Open ingoboerner opened 1 year ago
here is an example of MIXED
: https://dracor.org/api/corpora/swe/play/strindberg-till-damaskus
DIVERSE see CalDraCor, e.g. { "id": "musicos", "name": "MÚSICOS", "isGroup": true, "sex": "DIVERSE" },
Thanks for collecting these variants! I think the examples above are well covered by "UNKNOWN" in our current use of the term in combination with elements person and personGrp (assuming that UNKNOWN can be anything from MIXED and DIVERSE to actually UNKNOWN – this is far from perfect, but acknowledging that we cannot really annotate MIXED or DIVERSE if we don't have a clear understanding of what this would mean for all of our thousands of plays since antiquity). It is a bit similar to the imperfect annotation of character relations, where e.g. "associated_with" covers such a range of things that it is near unusable for interesting queries. But it's a start and we can always further qualify our data at a later point.
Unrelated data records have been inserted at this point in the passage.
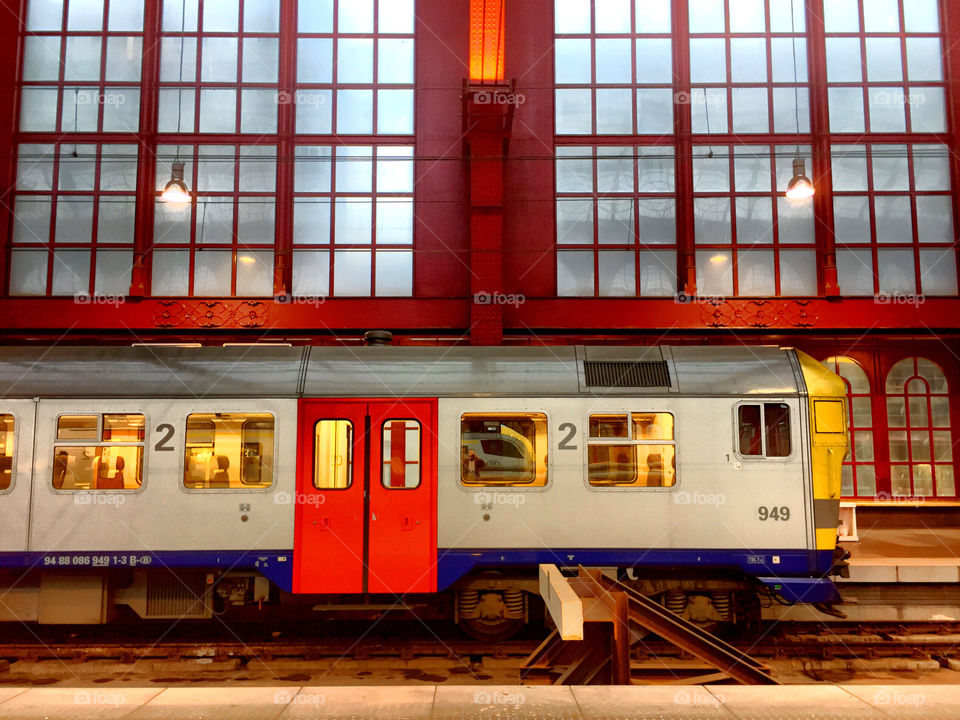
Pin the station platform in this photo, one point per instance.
(721, 702)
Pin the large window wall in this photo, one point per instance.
(725, 87)
(253, 104)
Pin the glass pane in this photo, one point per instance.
(654, 61)
(617, 274)
(658, 274)
(255, 274)
(749, 424)
(503, 449)
(400, 455)
(311, 274)
(97, 468)
(572, 17)
(574, 112)
(123, 428)
(652, 426)
(229, 451)
(352, 274)
(714, 273)
(755, 273)
(77, 427)
(113, 273)
(575, 222)
(28, 272)
(615, 226)
(395, 61)
(613, 61)
(394, 274)
(575, 274)
(609, 426)
(171, 273)
(315, 16)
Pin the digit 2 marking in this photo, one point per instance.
(571, 431)
(163, 445)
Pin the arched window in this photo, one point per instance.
(859, 469)
(918, 414)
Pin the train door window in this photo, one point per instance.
(229, 451)
(763, 430)
(333, 455)
(109, 458)
(503, 449)
(6, 451)
(401, 454)
(634, 450)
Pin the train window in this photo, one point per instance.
(644, 457)
(229, 451)
(503, 449)
(77, 427)
(764, 430)
(333, 455)
(6, 451)
(828, 415)
(109, 458)
(401, 454)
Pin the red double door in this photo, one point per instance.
(366, 504)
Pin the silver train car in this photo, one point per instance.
(176, 482)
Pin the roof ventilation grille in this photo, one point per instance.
(627, 374)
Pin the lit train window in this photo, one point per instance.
(229, 451)
(401, 454)
(109, 458)
(503, 449)
(6, 451)
(764, 430)
(333, 455)
(635, 450)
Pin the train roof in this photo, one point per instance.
(290, 372)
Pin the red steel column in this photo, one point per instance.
(9, 74)
(487, 134)
(147, 167)
(287, 98)
(683, 122)
(821, 169)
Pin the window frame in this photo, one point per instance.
(500, 487)
(313, 454)
(419, 463)
(143, 445)
(628, 441)
(763, 402)
(213, 491)
(13, 455)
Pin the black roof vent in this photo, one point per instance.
(627, 374)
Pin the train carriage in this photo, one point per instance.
(170, 480)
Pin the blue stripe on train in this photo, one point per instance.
(277, 565)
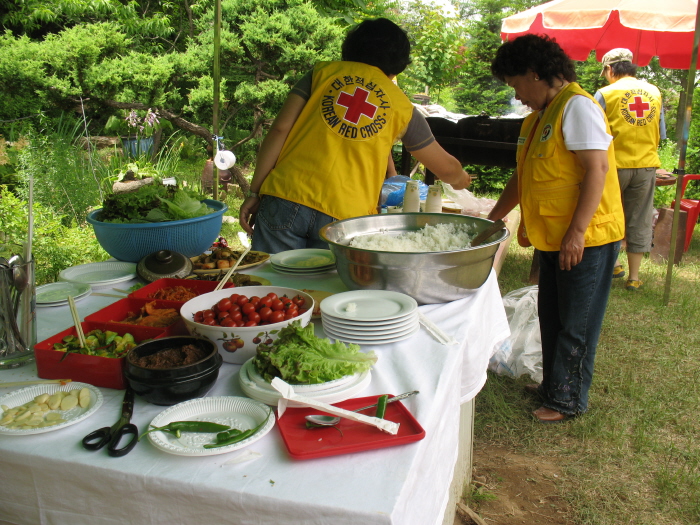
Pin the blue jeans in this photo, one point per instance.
(571, 307)
(282, 225)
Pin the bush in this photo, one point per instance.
(55, 247)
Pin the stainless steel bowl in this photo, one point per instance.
(428, 277)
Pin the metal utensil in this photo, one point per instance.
(111, 436)
(329, 421)
(488, 232)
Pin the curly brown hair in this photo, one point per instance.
(538, 53)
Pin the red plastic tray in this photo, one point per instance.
(198, 287)
(117, 312)
(304, 443)
(107, 372)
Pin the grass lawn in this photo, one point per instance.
(634, 457)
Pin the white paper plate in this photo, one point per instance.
(56, 294)
(342, 325)
(100, 274)
(384, 333)
(369, 305)
(304, 259)
(362, 341)
(332, 395)
(259, 380)
(237, 412)
(72, 416)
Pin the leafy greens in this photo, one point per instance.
(153, 203)
(299, 357)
Also, TEI guidelines 4.5.0 introduce a differentiation between sex and gender attributes. In the light of this, we have to find a clear annotation strategy for this kind of data before we make any adjustments in all our corpora. Until then, I would propose to fall back to UNKNOWN in cases like the ones you described.
Currently, schema allows:
MALE
,FEMALE
,UNKNOWN
(we have some spelling variations here:*UNKOWN
,*UNKWON
); for MALE*MAE
In some corpora (Cal but also Swe) there are other values, e.g.DIVERSE
andMIXED
... which, unlike the spelling errors, might be actually useful. Shall we extend the allowed values?